Auch der LINKEN-Fraktion dürfte nicht entgangen sein, dass die finanzpolitische Ausrichtung des Landes Mecklenburg-Vorpommern dem Grundsatz folgt, es kann nur das Geld ausgegeben werden, das erwirtschaftet wird. Ausgaben müssen wir mit Blick auf kommende Generationen also mit Augenmaß vornehmen. Ein Großteil Ihrer sozialpolitischen Wunschliste ist damit haushalterisch nicht umsetzbar, weshalb wir Ihren Antrag allein aus diesem Grund ablehnen müssen.

(Peter Ritter, DIE LINKE: Nur aus diesem Grund?!)
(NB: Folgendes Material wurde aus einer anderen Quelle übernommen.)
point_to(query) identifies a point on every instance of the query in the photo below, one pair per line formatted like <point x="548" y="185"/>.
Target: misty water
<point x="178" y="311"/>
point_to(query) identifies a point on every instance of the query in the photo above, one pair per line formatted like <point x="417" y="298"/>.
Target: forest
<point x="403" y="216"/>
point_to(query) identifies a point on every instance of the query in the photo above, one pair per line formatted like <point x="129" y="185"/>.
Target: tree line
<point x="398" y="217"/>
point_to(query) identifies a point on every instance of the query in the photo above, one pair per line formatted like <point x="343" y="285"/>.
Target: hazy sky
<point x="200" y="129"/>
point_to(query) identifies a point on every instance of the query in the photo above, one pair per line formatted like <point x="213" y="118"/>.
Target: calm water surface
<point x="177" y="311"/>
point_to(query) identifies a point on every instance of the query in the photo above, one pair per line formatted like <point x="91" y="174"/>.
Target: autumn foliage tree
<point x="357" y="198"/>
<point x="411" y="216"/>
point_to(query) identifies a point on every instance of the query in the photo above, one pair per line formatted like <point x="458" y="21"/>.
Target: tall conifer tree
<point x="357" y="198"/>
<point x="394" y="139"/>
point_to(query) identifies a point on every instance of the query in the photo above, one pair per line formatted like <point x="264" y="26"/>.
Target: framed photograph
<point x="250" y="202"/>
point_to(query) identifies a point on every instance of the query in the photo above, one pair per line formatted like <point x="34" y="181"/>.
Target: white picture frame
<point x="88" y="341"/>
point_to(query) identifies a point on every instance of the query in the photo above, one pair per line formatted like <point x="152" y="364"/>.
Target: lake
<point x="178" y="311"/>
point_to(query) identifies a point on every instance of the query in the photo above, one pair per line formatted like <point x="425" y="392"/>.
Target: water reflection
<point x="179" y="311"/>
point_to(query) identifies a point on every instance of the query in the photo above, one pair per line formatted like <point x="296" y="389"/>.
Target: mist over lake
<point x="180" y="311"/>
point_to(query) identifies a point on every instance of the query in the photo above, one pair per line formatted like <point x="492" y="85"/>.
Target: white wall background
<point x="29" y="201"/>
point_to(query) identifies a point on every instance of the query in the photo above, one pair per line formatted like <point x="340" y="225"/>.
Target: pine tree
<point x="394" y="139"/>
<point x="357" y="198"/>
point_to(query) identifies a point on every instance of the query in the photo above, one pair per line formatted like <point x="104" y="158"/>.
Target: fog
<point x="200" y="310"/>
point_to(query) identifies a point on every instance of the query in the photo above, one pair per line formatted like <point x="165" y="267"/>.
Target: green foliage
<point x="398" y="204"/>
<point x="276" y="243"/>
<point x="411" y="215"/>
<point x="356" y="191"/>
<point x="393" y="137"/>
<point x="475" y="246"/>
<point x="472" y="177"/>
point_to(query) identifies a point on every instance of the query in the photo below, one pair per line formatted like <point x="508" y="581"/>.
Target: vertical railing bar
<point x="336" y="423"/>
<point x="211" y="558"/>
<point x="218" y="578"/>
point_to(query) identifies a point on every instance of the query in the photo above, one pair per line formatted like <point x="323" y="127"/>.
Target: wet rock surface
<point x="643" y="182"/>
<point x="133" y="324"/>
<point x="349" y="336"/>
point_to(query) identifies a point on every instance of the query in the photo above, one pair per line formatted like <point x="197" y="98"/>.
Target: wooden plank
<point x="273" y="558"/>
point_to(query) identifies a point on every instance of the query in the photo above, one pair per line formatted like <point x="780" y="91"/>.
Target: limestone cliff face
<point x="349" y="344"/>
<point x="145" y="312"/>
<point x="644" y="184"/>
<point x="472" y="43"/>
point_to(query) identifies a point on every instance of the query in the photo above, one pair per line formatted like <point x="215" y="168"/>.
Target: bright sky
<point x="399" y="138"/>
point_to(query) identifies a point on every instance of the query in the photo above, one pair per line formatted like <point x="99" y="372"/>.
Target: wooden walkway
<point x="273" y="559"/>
(Andreas Butzki, SPD: Allein!)

(Peter Ritter, DIE LINKE: Allein! Allein!)

Was an Ihrer Haltung dann sozial sein soll, das bezweifle ich ganz erheblich. Verantwortungsvolle Sozialpolitik muss immer auch die wirtschaftliche Entwicklung des Landes im Blick haben. Ziel muss es daher sein, die gute wirtschaftliche Entwicklung Mecklenburg-Vorpommerns fortzusetzen. Bereits heute lässt sich feststellen, dass die Möglichkeiten für Kinder und Jugendliche, nach dem Abschluss ihrer Ausbildung eine dauerhafte berufliche Perspektive in Mecklenburg-Vorpommern zu erhalten,

deutlich besser ist als noch vor wenigen Jahren. Mehr noch, in vielen Branchen – das haben wir bei der Novellierung des KiföG sehr deutlich gespürt – herrscht ein Fachkräftemangel.

Entscheidend in der Diskussion um Kinderarmut ist zudem die Frage des sozialen Aufstiegs. Haben die Kinder von Geringverdienern die Chance auf einen Hochschulabschluss? Eindeutig ja. Hier haben wir uns erheblich verbessert in den vergangenen Jahrzehnten. Wir verfügen über ein offenes Bildungssystem und keines, das sozial selektiv eine Deckelung vornimmt. Auch Kinder aus Arbeiterfamilien können heute mit Fleiß und Willen sowie staatlicher Unterstützung einen Hochschulabschluss erwerben.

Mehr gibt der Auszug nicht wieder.